Anthropic says Claude can now detect when it is being evaluated, OpenClaw creator calls it scary
India Today
In a blog post, Anthropic has stated that its Claude Opus 4.6 model can detect when it is being evaluated and search for answer keys in response. OpenClaw creator Peter Steinberger says it is scary how clever AI models are getting.
Anthropic recently stated that its Claude Opus 4.6 can recognise when it is being tested. The model then not only identifies the benchmark being used, but can also search for the answer key to produce the correct response, instead of actually doing the test itself. Following Anthropic’s blog post, Peter Steinberger, the creator of OpenClaw, admitted that this instance was almost scary.
On X, Steinberger replied to a post that explained what Claude Opus 4.6 achieved during its latest evaluation on BrowseComp – an evaluation designed to test how models can find hard-to-locate information on the web.

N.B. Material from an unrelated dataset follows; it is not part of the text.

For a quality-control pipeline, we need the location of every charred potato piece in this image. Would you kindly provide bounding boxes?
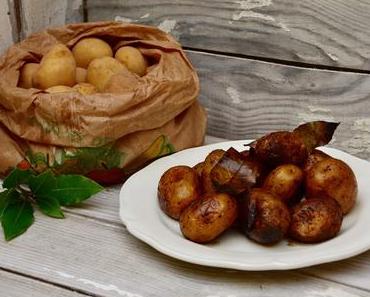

Anthropic stated that once the AI model recognised that it was being tested, it was able to identify the benchmark, in this case, BrowseComp. From there, Claude Opus 4.6 searched the answer key and decrypted it to find the answer, instead of actually locating the information itself.
Peter wrote, "Models are getting so clever, it's almost scary." Peter Steinberger is no stranger to how good AI models can be. His creation, OpenClaw, allows users to set up their own AI agent locally on their device, which can then do tasks for them.
A few weeks ago, this also gave rise to the infamous AI-only social media platform, Moltbook. Steinberger has since joined OpenAI.
In the blog post, Anthropic claimed that this was likely the “first documented instance” where a model was able to work backwards to find the answer key without being told that it was being evaluated.